Metadata
Metadata is data that describes and gives information about other data. A classic example is the information about a digital image file such as the ISO settings, resolution, pixel depth, exposure, camera settings, camera type and so forth.
The Metadata Schema is to handle the situation where the information we wish to store in a document has a varying number of fields but we still want to retain the ability to search efficiently on any field in the metadata. Let’s use the example of a digital image file.
Model
Let’s look at sample metadata for an image.
Field | Value |
---|---|
File name | img_1771.jpg |
File size | 32764 Bytes |
MIME type | image/jpeg |
Image size | 480 x 360 |
Camera make | Canon |
Camera model | Canon PowerShot S40 |
Image timestamp | 2003-12-14 12-01-44 |
Image number | 117-1771 |
Exposure time | 1⁄500 s |
Aperture | F4.9 |
Exposure bias | 0 EV |
Flash | No, auto |
The first naive approach to modeling this might be to just translate the table directly into a corresponding document.
{
"File name" : "img_1771.jpg",
"File size" : "32764",
"MIME type" : "image/jpeg",
"Image size" : {"width": 480, "height": 360},
"Camera make" : "Canon",
"Camera model" : "Canon PowerShot S40",
"Image timestamp" : ISODate("2014-01-01T10:01:00Z"),
"Image number" : "117-1771",
"Exposure time" : "1/500 s",
"Aperture" : "F4.9",
"Exposure bias" : "0 EV",
"Flash" : "No, auto"
}
One of the shortcomings of this model is the need for multiple indexes for multiple fields, increasing the time it takes to write documents and possibly hitting the max number of indexes available on a single collection.
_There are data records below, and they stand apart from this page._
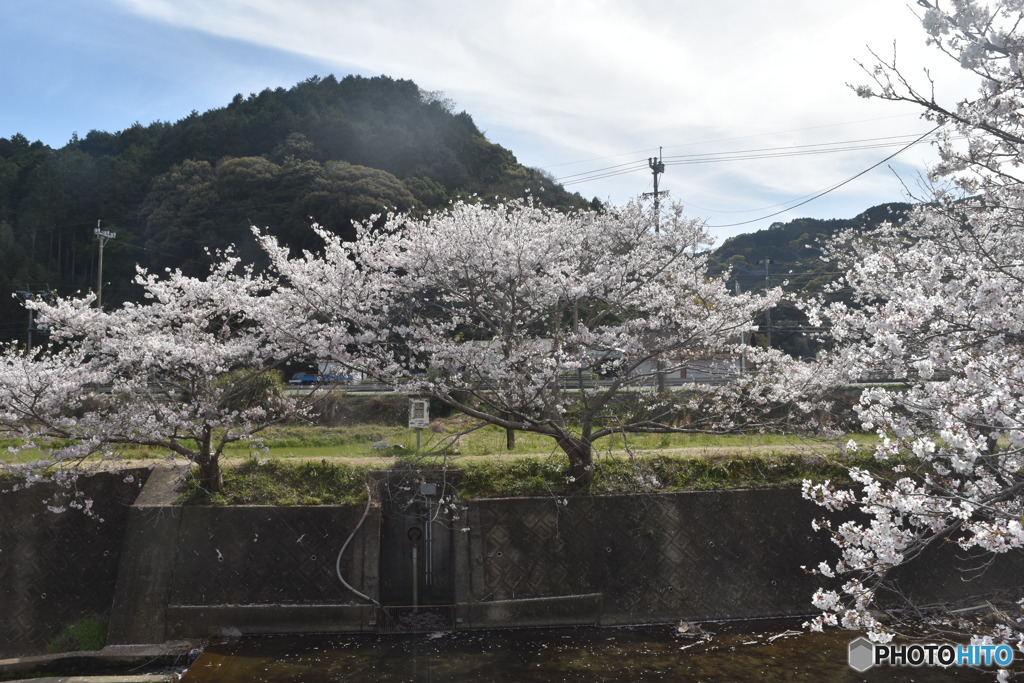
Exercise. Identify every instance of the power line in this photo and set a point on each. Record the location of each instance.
(744, 155)
(837, 185)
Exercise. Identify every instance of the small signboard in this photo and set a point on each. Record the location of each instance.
(419, 414)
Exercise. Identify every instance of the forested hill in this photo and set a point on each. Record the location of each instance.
(790, 253)
(326, 148)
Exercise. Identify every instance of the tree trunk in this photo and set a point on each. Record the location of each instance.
(211, 476)
(581, 460)
(209, 466)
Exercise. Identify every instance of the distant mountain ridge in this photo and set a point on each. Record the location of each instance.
(326, 150)
(790, 253)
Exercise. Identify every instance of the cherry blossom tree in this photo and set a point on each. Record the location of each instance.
(940, 302)
(525, 317)
(186, 371)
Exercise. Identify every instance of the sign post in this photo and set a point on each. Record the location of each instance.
(419, 417)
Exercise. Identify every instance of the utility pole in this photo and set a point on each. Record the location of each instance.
(656, 167)
(103, 237)
(766, 261)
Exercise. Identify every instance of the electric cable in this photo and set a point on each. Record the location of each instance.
(337, 564)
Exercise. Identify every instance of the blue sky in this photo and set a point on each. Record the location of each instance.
(572, 87)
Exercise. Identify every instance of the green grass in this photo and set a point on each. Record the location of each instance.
(89, 634)
(278, 482)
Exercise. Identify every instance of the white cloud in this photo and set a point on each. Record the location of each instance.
(574, 80)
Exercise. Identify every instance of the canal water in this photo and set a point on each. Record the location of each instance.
(749, 651)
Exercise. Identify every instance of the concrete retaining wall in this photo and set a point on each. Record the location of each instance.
(59, 568)
(196, 571)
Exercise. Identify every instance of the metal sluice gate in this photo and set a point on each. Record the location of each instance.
(423, 619)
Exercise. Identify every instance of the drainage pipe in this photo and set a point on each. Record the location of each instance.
(337, 564)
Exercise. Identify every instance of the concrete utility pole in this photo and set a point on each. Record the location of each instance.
(103, 237)
(766, 261)
(656, 167)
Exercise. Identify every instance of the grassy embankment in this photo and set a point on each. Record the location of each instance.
(327, 465)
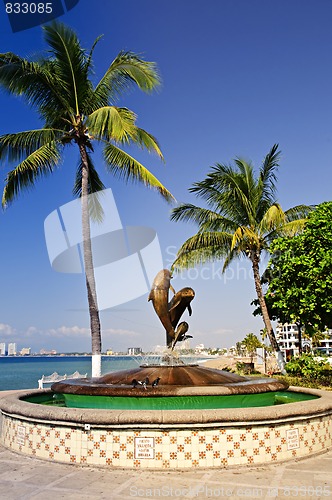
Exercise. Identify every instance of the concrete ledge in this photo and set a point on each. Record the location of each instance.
(14, 405)
(167, 439)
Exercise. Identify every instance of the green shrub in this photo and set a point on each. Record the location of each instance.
(310, 369)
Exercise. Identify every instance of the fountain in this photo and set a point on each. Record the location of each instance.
(168, 414)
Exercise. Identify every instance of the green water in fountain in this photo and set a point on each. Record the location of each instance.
(171, 402)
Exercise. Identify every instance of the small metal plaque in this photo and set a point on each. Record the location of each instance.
(144, 447)
(293, 440)
(20, 435)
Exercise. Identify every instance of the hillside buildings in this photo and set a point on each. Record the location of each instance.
(288, 340)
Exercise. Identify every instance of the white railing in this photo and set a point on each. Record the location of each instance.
(55, 377)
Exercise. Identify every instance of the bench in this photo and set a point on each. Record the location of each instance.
(55, 377)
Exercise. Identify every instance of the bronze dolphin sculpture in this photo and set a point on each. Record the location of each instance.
(179, 303)
(159, 296)
(180, 333)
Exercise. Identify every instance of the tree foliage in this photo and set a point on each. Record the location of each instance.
(241, 219)
(299, 274)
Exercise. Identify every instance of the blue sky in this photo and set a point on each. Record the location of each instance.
(238, 76)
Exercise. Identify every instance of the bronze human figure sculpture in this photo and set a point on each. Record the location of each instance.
(170, 313)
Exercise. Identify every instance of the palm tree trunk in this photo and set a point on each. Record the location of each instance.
(299, 328)
(265, 314)
(88, 267)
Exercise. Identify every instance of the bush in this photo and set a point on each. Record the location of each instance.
(309, 369)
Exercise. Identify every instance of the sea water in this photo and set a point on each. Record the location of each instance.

For each index you add to a collection it takes longer to insert new documents as all indexes have to potentially be updated.
Another possibility is to leverage the fact that one can index arrays of objects easily. Let’s modify the schema above to leverage this.
{
"metadata": [
{"key": "File Name", "value": "img_1771.jpg"},
{"key": "File size", "value": 32764},
{"key": "MIME type", "value": "image/jpeg"},
{"key": "Image size", "value": {"width": 480, "height": 360}},
{"key": "Camera make", "value": "Canon"},
{"key": "Camera model", "value": "Canon PowerShot S40"},
{"key": "Image timestamp", "value": ISODate("2014-01-01T10:01:00Z")},
{"key": "Image number", "value": "117-1771"},
{"key": "Exposure time", "value": "1/500 s"},
{"key": "Aperture", "value": "F4.9"},
{"key": "Exposure bias", "value": "0 EV"},
{"key": "Flash", "value": "No, auto"}
]
}
Next lets add a compound index on the metadata array.
var col = db.getSisterDB("supershot").images;
db.images.ensureIndex({"metadata.key": 1, "metadata.value": 1});
So how do we actually query the data to efficiently use the index. Let’s take a look at two query operators called $all and $elemMatch and how we can leverage them.
$all
The $all operator is defined as selecting all the documents where the value of a field is an array that contains all the specified elements.
var col = db.getSisterDB("supershot").images;
col.findOne({tags: {$all: [ "appliance", "school", "book" ]}});
$elemMatch
The $elemMatch operator is defined as matching more than one component within an array element.
var col = db.getSisterDB("supershot").images;
col.findOne({metadata: {$elemMatch: {key: "File Name", value: "img_1771.jpg"}}});
The $elemMatch operator looks like the obvious first choice. However the problem is that our metadata array is defined as objects that all have key and value. If you attempt to enter multiple matches using key and value in the $elemMatch only the last pair will be used.
If you wish to locate a photo that has MIME type equal to image/jpeg and also Flash equal to No, auto we need to combine $all and $elemMatch.
Let’s take a look at how to correctly pick the document.
var col = db.getSisterDB("supershot").images;
col.find({ metadata: { $all: [
{ "$elemMatch" : { key : "MIME type", value: "image/jpeg" } },
{ "$elemMatch" : { key: "Flash", value: "No, auto" } }
]}
}).toArray();
The first $elemMatch will use the index to locate all the documents with the MIME type equal to image/jpeg and then filter on the Flash key.
Indexes
One of the thing to remember when it comes to indexes is that the more indexes are on a collection the more BTree’s need to be updated each time a document is inserted or updated causing additional overhead and IO. In this case we replace 12+ indexes with a single compound index saving both space as well as increasing insert and update performance.